Beast rose fast and took over, holding me down, her claws in my mind, painful. I held on to the seat arms again, breathing in through mouth and nose, smelling, tasting, parsing the scents. It was . . . amazing was too trite a word. Too overused. I had no word for the aromatic mixture. It was yellow like sunlight, and red like iron-rich earth. It sang of scarlet and sun and iron, with rare blues and greens, and the land stretched out farfarfar. Magic tingled on the air, the magic of the earth itself, still alive here in this place. Beast wanted to Hunt! Now!
With a hard shove, I pushed Beast back down and unbuckled the belt. Stood. Pulled on my boots—Lucchese western dress boots, dark green snakeskin with a four-inch toe and a three-inch heel—seriously cool boots, the color matching the green vest I wore over the black silk button-front shirt that was unbuttoned to show off a bit of chest.
I unlocked the weapons cabinet where my weapons—both edged and handguns—had been secured for the trip and did a quick but careful check of each. They had thumped around a bit in flight, but nothing had been damaged. I strapped on the shoulder harness for the Heckler & Koch nine-mil under my left arm, checked the .32 six-shooter in one boot holster, and slid a two-shot derringer under my braids. All the guns were loaded for vamp, with silver—which worked well on blood-servants too. I’d checked the weapons exhaustively in New Orleans, and I’d check them again in the car. It wasn’t obsessive-compulsive disorder. Really. It was survival instinct, honed over the years.

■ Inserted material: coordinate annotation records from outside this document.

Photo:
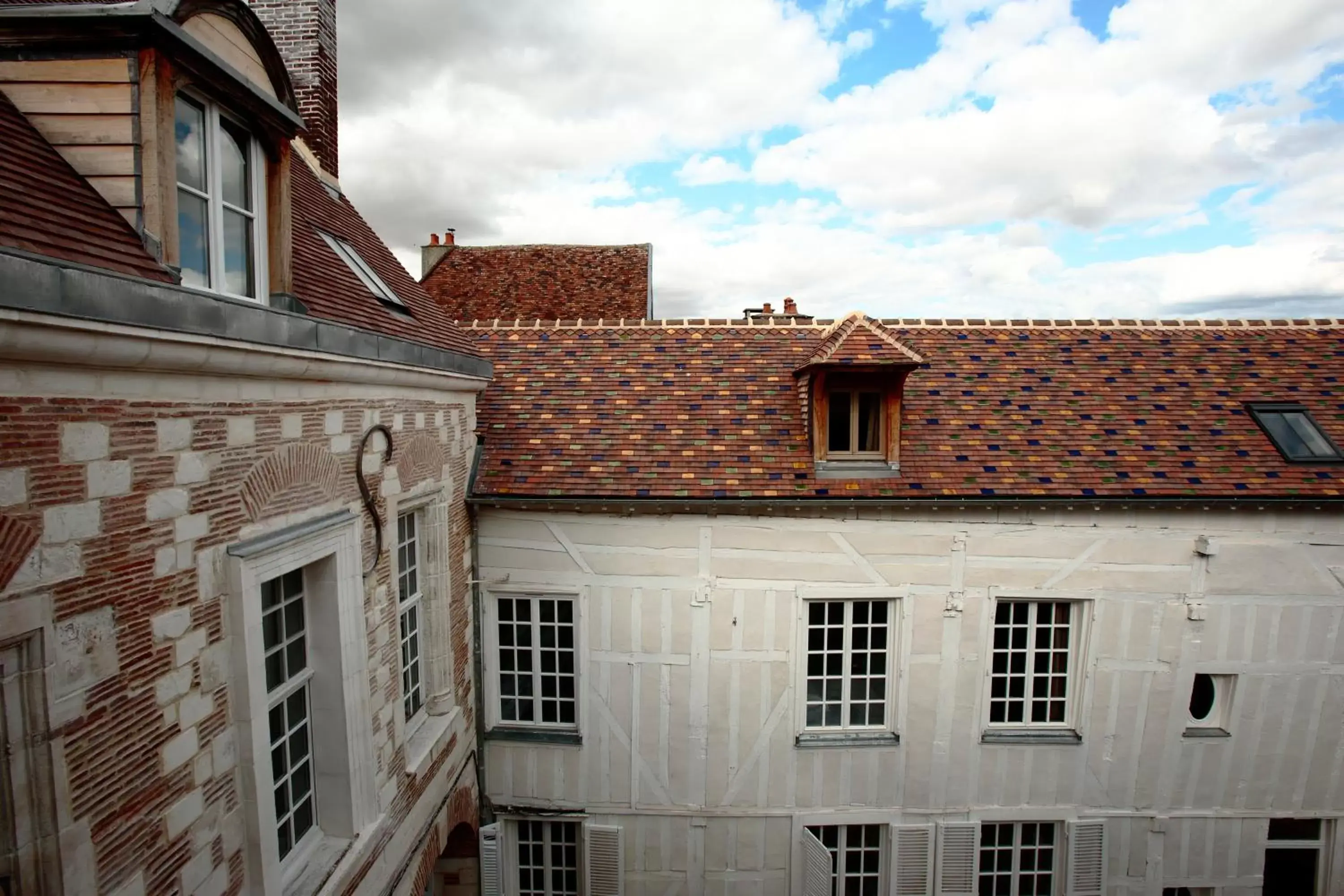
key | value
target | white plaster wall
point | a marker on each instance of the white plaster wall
(691, 624)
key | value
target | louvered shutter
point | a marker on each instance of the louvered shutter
(605, 860)
(1086, 857)
(912, 860)
(957, 845)
(491, 884)
(816, 866)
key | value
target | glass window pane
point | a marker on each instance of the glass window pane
(234, 166)
(238, 263)
(190, 134)
(838, 436)
(193, 240)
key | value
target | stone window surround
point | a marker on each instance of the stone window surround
(347, 794)
(495, 727)
(898, 653)
(428, 731)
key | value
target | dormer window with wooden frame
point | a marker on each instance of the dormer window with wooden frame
(851, 386)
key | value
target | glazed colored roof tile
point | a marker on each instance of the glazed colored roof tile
(47, 209)
(1004, 409)
(331, 289)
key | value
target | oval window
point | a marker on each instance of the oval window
(1202, 698)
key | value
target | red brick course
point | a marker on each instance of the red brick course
(542, 283)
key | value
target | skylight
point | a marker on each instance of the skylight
(367, 275)
(1295, 433)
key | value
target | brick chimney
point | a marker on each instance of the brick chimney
(306, 34)
(435, 250)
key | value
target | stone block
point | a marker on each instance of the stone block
(172, 685)
(14, 487)
(242, 431)
(86, 650)
(108, 478)
(172, 625)
(183, 813)
(174, 436)
(167, 504)
(193, 466)
(72, 521)
(82, 443)
(181, 750)
(190, 645)
(189, 528)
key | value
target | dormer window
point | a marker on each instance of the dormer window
(221, 198)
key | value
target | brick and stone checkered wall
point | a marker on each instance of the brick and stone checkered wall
(542, 283)
(121, 512)
(306, 34)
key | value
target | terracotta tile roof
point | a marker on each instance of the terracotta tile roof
(1084, 409)
(331, 289)
(47, 209)
(527, 283)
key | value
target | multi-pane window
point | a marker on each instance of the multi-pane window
(547, 859)
(285, 642)
(855, 857)
(847, 664)
(220, 232)
(1030, 663)
(537, 660)
(1018, 859)
(410, 612)
(854, 424)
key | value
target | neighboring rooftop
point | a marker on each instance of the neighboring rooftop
(709, 409)
(539, 281)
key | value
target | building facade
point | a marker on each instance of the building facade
(724, 629)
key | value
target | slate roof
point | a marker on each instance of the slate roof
(1004, 409)
(331, 289)
(47, 209)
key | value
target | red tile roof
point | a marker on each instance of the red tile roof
(47, 209)
(1072, 409)
(331, 289)
(526, 283)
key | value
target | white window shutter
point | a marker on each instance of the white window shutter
(491, 883)
(605, 860)
(912, 860)
(1086, 857)
(816, 866)
(957, 847)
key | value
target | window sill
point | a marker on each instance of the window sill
(428, 741)
(1201, 734)
(824, 739)
(857, 470)
(535, 735)
(1023, 737)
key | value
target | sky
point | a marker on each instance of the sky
(901, 158)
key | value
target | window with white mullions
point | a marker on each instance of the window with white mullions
(537, 661)
(855, 857)
(1018, 859)
(1030, 665)
(288, 675)
(410, 603)
(847, 664)
(220, 199)
(547, 859)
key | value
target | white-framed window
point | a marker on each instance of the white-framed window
(221, 201)
(857, 868)
(537, 660)
(410, 613)
(849, 664)
(1034, 661)
(1019, 859)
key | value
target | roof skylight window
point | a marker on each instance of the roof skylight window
(366, 275)
(1295, 433)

I adjusted a new vamp-killer in the sheath of my other boot, carefully and deliberately not recalling the way I lost the old one. That was one of the memories I tried not to think about. The blade was half knife, half small sword, with a deep blood groove along its eighteen-inch length and heavy silver plating except for the sharp, steel cutting edge. Strapped to my waist, under the vest, went two more silvered blades and three backup silver stakes in sheaths and loops. I was going armed to the teeth, into the clan home of a vamp who had once been loyal to Leo and now was under the control of another. A sick vamp. Vampires were unpredictable at best. As Leo’s self-proclaimed Enforcer—which was going to cause me trouble, I just knew it—I was expected to be armed. Everywhere, everywhen.

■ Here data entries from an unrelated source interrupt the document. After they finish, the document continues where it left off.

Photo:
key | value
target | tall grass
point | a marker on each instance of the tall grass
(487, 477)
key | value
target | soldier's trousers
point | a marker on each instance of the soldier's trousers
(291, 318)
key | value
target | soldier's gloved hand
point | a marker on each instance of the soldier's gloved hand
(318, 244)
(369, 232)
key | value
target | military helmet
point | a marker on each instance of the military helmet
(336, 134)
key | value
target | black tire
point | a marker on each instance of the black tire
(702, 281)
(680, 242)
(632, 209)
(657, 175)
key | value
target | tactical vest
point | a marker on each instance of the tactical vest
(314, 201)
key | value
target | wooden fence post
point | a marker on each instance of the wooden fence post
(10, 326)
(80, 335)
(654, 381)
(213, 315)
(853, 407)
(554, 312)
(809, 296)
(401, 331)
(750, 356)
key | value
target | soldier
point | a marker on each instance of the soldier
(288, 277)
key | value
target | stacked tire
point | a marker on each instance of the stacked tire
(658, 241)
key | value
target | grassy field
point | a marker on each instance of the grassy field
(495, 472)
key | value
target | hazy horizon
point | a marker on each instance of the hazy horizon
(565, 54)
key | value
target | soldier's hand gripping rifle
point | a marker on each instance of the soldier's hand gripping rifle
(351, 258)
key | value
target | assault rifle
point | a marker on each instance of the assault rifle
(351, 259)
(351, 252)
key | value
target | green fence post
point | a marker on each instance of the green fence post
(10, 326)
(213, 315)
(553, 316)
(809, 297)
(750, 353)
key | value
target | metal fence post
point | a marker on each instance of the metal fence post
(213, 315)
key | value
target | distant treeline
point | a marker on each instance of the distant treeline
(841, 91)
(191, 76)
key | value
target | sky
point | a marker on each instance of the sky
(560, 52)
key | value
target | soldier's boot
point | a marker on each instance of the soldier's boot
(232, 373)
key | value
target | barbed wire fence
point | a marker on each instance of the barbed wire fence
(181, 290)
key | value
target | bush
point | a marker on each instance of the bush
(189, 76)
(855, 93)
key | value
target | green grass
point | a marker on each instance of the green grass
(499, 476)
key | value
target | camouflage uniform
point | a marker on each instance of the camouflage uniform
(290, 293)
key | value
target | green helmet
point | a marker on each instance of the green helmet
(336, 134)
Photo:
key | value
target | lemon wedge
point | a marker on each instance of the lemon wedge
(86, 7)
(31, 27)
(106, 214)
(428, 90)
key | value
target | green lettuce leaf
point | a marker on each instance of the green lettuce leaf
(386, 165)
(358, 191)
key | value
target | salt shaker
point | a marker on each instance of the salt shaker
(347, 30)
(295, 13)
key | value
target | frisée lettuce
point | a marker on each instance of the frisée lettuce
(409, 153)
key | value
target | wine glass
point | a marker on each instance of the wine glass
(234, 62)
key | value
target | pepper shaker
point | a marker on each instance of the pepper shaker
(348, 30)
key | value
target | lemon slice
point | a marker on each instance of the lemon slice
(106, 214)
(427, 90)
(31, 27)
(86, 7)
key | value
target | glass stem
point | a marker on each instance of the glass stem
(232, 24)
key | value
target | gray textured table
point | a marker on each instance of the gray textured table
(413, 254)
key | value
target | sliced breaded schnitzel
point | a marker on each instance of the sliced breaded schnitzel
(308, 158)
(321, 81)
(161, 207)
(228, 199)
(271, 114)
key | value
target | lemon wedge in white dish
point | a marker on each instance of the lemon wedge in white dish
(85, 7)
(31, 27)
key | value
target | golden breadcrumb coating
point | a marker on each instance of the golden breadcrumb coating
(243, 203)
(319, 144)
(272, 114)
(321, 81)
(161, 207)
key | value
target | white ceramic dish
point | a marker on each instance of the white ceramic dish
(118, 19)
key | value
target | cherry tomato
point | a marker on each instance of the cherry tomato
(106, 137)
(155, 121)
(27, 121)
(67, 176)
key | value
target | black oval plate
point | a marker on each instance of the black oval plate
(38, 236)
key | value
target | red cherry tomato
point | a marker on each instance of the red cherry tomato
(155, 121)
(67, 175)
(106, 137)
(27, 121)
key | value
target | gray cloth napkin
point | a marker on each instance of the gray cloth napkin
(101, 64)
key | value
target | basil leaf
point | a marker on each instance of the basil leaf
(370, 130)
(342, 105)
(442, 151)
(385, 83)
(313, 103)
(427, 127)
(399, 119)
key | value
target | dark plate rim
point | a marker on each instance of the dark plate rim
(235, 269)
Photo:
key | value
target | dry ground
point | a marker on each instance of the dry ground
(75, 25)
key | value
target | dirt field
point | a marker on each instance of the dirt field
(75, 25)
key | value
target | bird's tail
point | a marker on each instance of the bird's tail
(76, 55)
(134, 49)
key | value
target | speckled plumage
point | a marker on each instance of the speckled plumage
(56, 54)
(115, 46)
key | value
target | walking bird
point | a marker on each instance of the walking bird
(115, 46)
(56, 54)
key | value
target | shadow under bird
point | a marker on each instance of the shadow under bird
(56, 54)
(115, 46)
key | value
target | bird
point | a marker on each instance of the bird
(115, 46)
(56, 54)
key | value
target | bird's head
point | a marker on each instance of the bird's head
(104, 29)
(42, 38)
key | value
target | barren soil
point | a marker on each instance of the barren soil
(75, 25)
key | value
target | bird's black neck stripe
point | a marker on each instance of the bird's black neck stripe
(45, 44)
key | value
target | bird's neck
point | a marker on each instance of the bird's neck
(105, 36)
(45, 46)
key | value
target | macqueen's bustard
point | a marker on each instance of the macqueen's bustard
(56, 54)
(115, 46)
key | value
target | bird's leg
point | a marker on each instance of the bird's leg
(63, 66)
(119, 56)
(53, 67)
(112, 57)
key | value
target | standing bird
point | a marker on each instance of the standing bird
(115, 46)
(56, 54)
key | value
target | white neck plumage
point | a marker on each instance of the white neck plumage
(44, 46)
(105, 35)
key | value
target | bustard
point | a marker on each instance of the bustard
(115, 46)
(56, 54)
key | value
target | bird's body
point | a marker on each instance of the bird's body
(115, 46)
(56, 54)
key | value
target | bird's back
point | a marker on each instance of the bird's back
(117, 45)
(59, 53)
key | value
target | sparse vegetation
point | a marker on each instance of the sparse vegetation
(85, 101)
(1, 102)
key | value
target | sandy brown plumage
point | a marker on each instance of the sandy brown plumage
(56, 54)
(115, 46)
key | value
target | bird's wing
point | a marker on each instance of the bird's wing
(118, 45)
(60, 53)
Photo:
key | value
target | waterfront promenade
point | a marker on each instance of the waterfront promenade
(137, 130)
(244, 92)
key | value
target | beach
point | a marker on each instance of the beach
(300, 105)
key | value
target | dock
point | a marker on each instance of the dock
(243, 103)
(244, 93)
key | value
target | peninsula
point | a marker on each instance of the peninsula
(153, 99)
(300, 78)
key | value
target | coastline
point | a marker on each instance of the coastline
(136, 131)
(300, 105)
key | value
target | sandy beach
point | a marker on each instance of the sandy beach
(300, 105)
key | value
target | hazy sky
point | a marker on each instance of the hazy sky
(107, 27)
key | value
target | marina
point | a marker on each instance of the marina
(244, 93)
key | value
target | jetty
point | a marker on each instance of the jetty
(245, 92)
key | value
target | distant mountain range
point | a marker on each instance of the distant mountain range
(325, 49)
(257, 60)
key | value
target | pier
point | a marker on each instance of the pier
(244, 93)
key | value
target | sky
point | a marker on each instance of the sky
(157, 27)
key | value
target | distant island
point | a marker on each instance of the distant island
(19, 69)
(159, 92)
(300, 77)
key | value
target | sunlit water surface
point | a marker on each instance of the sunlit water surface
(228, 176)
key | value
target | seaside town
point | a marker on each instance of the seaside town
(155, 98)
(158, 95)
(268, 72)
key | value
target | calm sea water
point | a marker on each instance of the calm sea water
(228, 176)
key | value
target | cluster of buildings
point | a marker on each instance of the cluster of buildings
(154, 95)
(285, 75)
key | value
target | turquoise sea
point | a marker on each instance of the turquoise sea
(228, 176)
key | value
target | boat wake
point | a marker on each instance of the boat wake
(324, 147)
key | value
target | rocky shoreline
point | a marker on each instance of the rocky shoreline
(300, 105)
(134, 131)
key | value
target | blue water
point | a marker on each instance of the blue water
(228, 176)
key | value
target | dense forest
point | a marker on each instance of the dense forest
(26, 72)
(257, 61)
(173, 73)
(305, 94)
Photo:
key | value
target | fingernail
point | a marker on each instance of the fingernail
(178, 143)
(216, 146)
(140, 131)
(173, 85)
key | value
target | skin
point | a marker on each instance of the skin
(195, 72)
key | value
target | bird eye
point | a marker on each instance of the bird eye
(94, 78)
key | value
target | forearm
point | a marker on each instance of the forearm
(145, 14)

Normally, half a dozen silver crosses were around my neck, my waist, and tucked into my clothes, but at the moment, there was no reason to cause pain to my hostess on my unexpected and unannounced visit. I carried only one, sterling, in a lead-foil-lined vest pocket. I twisted my tightly braided black hair into a fighting queue around the derringer, and slid four silver-tipped, ash-wood stakes into the bun as hair sticks. I hooked the silver-over-titanium collar around my neck. Protection against vamp-fangs, vamp-hunger, and vamp-anger. Into a pants pocket I tucked a mountain lion fang. I had begun to carry the fetish I used for emergency shifting more often, as my job working for vamps, rather than just staking them, seemed to result in more life-threatening violence, not less.

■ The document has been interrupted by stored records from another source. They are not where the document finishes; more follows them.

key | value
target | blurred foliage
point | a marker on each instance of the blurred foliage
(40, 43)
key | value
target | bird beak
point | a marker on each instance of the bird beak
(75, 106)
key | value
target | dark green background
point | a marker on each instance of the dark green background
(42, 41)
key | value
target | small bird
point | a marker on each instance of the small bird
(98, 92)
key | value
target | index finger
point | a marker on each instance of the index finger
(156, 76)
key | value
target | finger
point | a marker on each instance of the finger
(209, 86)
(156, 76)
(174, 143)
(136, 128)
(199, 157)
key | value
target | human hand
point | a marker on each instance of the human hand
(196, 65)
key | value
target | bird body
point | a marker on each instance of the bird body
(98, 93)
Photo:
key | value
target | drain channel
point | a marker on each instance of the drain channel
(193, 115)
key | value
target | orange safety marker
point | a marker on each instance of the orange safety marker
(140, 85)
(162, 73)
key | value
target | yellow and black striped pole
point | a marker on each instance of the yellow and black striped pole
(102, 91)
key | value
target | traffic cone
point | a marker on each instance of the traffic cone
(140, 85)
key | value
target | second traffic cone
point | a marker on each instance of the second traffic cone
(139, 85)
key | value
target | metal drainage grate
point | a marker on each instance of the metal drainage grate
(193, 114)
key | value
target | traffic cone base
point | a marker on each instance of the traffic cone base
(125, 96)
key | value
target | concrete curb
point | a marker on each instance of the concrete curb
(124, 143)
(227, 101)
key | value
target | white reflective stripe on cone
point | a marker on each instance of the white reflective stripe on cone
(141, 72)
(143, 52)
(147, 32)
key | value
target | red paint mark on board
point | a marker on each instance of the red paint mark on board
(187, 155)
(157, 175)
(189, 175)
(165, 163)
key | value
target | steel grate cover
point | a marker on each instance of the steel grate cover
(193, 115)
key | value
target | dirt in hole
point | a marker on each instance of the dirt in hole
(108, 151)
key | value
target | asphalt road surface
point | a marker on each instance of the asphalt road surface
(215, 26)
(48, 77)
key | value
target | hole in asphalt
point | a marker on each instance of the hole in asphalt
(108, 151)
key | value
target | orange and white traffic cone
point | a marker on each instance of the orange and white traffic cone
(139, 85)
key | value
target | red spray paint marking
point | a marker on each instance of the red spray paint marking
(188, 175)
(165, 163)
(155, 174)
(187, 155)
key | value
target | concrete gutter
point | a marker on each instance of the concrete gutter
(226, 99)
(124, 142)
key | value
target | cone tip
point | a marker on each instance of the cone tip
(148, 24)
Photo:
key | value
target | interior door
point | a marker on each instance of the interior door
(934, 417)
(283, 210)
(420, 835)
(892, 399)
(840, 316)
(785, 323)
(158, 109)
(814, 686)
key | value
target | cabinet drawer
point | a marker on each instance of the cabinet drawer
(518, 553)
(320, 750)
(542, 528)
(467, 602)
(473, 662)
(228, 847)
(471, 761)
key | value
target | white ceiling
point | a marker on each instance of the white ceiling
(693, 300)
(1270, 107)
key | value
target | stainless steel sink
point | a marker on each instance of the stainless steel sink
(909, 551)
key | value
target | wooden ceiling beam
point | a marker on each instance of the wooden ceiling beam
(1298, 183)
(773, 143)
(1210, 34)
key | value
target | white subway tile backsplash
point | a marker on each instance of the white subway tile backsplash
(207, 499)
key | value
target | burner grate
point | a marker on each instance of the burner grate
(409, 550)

Lastly, I pulled on my summer-weight wool jacket and clumsily adjusted the fit. It was a gesture I’d been taught to do by the woman who had designed the clothing. It felt silly, but the small tug made my weapons hang right. Though it was November, it was too warm for my silver-studded, armored leather, and I felt naked without it; nothing protected against vamp claws and fangs like silver and leather. But, despite the weapons, this visit was not a challenge, a hunt, or an act of war; it was a fact-finding mission to discover who the enemy was. With the letter of introduction in my pocket, I was supposed to be safe even without the armor. Not that “supposed to be” ever meant anything in my line of work.